The nature of DJ Food’s shapeshifting, awkward inception has always managed to fit perfectly with the music’s often disorienting whirl of breakbeat trickery, schizophrenic dynamics and soft, jazzy cadence, and his latest EP is no exception. The Shape Of Things That Hum is a particularly ethereal beast though, less drifting out to ensnare than creating a humid jungle of sound within which to get hopelessly lost. It seems a fairly appropriate analogy, as it’s often difficult to entirely keep track of the music’s trajectory, forcing a listener to switch off and become subsumed in ‘Extract From Stolen Moments’’ maze of vocal samples.

‘Sentinel (Shadow Guard)’ opens with an ominous rattle of plucked strings and fragile electronic shards, before exploding to life in a full spectrum of elastic bass, death-rattle percussion and industrial churning. If all this sounds off-puttingly foreboding, it is – mixed by Ninja Tune’s master of the macabre King Cannibal, its effect is a like riding a pan-African ghost train, blending voodoo ritualism with a restlessly propulsive rhythm section to dizzying effect. An entirely unexpected but very welcome cover of The The’s ‘Giant’ traces similar lines, resurrecting the spectre of Fela Kuti’s drawn-out jams and making explicit the latent African influences in Matt Johnson’s seminal Soul Mining album.

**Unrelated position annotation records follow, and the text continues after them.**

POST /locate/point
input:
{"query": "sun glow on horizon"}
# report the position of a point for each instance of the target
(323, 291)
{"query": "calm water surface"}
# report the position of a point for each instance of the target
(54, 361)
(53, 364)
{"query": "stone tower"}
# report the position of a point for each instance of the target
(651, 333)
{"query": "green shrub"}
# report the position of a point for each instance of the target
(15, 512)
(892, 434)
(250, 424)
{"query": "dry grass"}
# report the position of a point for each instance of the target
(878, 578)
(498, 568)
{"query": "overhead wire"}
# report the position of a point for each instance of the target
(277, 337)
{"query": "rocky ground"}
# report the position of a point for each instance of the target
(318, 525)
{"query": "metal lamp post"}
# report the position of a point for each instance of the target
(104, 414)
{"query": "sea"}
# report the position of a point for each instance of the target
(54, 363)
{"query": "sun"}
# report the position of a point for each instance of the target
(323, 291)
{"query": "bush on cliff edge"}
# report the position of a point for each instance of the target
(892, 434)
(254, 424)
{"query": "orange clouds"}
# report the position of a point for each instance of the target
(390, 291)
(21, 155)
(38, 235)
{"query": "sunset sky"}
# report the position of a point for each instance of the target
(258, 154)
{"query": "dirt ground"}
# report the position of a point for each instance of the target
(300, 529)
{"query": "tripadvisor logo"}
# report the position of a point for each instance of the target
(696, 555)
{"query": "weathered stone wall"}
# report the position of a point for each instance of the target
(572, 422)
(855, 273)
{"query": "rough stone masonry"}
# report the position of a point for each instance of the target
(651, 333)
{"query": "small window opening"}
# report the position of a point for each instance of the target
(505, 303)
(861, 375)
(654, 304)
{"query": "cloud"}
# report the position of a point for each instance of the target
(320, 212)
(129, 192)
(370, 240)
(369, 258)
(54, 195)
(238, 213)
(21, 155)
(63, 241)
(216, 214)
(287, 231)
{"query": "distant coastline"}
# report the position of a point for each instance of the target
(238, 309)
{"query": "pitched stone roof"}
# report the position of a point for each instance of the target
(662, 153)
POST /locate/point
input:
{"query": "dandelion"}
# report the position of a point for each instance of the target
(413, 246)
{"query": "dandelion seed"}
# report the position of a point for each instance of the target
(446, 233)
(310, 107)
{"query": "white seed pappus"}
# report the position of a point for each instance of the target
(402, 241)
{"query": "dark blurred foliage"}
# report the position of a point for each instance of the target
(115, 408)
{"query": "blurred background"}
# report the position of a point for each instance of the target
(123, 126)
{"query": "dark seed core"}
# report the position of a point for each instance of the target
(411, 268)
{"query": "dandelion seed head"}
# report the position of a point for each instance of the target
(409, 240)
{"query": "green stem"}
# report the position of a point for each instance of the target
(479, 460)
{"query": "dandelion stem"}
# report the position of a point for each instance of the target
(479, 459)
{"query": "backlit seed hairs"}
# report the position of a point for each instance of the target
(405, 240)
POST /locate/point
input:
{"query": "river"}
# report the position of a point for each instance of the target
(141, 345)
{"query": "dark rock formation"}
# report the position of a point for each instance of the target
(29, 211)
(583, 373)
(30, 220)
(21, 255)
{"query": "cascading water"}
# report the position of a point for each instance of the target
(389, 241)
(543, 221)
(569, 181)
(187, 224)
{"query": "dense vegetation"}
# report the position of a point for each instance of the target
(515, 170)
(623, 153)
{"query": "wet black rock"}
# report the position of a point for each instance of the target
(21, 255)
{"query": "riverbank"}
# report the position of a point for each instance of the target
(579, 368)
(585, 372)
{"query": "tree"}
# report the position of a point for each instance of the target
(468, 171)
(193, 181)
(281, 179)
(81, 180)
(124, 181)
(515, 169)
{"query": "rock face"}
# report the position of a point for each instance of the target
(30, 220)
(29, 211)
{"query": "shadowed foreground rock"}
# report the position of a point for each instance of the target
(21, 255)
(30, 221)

The only real respite from introspection comes with the muted brass blasts and swing-beat of ‘To Brother John With L.O.V.E’. There’s still a little In A Silent Way in here, to be sure, but the track’s short, sketch-like runtime and jittery voices are too upbeat and engaging to be a total head-trip. Which is a pretty good description of this EP as a whole really, its entirety landing somewhere within that odd region where brain ends and body begins. An exercise in mind motion, perhaps.